Catalyst studies have promoted attention with description of the use of iron salts to prevent ether formation during ester exchange polymerization. Model compounds have been employed to elucidate the meehanisms of metal ion catalysis in both transesterification and polycondensation reactions. A differential microcalorimeter has been used to assess the relative reactivities of catalyst systems for the poly-transesterification of bis-(2-hydroxyethyl tere-phthalate) and the relationship between the viscosity of the polymerizate and the temperature of the maximum rate of heat production has been investigated. Studies on antimony(v) compounds have indicated that their activity increases during the course of 2GT synthesis. This observation has been ascribed to the reduction of the antimony(v) compounds by acetaldehyde produced by 2GT decomposition. 

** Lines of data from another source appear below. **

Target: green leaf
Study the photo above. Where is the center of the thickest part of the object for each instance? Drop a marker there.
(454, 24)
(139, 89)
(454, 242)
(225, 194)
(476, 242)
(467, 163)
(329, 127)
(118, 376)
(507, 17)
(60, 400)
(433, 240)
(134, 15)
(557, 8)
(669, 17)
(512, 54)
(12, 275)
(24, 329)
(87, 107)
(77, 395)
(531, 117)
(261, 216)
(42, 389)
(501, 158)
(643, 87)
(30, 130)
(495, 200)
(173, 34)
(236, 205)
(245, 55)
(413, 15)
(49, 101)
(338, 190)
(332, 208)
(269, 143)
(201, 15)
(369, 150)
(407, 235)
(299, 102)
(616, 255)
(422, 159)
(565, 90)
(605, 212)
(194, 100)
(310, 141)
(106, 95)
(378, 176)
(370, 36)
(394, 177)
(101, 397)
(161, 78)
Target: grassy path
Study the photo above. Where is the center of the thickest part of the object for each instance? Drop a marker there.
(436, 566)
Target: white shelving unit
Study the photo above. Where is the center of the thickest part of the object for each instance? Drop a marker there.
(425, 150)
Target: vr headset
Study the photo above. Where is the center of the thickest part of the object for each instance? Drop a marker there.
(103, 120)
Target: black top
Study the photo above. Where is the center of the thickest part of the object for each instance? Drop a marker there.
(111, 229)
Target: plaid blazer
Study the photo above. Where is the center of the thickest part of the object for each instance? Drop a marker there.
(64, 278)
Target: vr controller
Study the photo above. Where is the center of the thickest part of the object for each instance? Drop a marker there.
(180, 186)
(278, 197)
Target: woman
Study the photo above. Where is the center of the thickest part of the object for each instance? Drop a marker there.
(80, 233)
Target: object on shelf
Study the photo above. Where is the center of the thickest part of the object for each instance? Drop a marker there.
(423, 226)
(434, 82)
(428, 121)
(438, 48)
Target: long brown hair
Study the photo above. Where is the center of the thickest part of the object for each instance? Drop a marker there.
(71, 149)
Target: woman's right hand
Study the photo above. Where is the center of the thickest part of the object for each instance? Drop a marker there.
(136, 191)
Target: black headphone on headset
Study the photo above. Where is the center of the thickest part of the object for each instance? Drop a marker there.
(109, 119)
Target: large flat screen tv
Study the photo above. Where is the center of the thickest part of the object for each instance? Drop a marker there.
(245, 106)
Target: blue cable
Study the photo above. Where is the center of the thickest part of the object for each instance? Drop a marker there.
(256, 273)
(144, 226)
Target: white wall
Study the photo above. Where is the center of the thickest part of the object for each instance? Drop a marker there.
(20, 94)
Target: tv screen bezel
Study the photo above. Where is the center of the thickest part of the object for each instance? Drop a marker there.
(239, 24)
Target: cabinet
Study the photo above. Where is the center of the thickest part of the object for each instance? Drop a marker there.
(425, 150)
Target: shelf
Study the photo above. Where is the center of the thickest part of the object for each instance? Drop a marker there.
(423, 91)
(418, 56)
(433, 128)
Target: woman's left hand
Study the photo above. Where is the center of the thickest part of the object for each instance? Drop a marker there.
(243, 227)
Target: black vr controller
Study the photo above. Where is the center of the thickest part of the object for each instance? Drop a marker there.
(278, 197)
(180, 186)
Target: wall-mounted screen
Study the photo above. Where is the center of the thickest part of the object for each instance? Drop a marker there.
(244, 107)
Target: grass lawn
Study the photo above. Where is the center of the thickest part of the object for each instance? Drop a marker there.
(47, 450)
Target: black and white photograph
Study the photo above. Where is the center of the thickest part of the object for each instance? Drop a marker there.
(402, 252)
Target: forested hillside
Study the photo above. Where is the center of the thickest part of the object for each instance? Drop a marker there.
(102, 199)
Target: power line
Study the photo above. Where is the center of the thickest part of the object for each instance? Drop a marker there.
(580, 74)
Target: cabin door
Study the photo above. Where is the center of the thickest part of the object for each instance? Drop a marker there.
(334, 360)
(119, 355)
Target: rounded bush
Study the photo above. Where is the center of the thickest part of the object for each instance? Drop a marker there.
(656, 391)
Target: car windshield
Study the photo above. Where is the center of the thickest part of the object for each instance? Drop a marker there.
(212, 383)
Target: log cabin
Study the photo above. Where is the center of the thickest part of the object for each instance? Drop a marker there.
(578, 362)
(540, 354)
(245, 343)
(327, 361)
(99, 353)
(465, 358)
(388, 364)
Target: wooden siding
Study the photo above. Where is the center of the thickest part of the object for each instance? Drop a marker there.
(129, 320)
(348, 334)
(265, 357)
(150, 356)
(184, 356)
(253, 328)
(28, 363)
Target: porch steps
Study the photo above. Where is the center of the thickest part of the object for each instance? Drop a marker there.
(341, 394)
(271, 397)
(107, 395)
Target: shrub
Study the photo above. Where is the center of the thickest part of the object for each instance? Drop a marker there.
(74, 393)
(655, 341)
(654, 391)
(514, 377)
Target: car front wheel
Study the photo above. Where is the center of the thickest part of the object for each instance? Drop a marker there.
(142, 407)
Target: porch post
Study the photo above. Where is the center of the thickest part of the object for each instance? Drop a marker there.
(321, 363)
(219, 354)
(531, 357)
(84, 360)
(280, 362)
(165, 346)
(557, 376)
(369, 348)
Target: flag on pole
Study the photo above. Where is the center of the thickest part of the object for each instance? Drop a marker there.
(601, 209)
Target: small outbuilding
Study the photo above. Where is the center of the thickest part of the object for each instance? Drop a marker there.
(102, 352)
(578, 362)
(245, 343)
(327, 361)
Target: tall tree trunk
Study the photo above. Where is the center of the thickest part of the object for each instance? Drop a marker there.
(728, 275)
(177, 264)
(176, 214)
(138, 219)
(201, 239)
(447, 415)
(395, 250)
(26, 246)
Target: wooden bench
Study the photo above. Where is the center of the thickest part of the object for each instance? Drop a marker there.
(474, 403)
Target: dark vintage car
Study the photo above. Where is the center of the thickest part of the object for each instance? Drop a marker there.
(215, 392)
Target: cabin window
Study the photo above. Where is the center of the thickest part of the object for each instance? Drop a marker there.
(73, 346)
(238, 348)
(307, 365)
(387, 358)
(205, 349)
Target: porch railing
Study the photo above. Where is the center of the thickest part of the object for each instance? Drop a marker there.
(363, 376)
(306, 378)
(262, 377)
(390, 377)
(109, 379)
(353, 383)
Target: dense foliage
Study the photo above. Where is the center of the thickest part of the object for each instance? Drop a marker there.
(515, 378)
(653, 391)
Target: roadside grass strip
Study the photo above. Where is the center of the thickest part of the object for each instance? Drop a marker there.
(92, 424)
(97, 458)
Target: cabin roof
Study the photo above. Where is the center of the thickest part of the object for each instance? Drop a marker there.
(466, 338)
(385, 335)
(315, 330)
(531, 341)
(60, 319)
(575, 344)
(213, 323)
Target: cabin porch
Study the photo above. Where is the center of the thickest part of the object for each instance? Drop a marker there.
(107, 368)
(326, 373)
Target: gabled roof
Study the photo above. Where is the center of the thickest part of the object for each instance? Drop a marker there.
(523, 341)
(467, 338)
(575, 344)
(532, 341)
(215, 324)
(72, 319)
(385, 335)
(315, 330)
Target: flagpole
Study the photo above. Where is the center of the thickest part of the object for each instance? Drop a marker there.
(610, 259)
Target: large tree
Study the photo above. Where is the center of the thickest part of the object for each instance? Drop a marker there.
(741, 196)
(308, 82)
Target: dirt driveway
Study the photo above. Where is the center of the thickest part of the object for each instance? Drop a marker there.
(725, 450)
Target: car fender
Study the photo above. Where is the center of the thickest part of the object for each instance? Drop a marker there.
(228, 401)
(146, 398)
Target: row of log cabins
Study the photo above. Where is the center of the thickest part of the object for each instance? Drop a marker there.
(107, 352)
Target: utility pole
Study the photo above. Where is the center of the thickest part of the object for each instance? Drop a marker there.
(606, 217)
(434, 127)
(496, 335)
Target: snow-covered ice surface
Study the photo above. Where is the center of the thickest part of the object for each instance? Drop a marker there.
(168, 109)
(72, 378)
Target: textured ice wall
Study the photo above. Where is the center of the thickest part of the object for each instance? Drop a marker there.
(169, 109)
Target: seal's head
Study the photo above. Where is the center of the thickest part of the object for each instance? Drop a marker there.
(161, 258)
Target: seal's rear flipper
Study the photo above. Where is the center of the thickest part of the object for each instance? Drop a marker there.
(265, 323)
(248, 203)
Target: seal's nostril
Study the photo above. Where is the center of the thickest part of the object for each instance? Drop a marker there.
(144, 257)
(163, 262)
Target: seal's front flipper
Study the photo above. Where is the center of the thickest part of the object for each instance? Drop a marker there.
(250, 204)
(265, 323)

Other procedures are based upon determination of the decomposition products of poly-oxyalkalene compounds. By reaction with phosphoric acid, ethylene oxide and propylene oxide moieties are converted, with 80-90% yield, to acetaldehyde and propionaldehyde, which may be measured spectrophotometrically (106). By more drastic decomposition with perchloric acid and periodate ion, the oxyalkalene compounds are converted to formaldehyde, with 55-65% yield, which may be distilled and determined colorimetrically (107). Neither of these methods has been much used.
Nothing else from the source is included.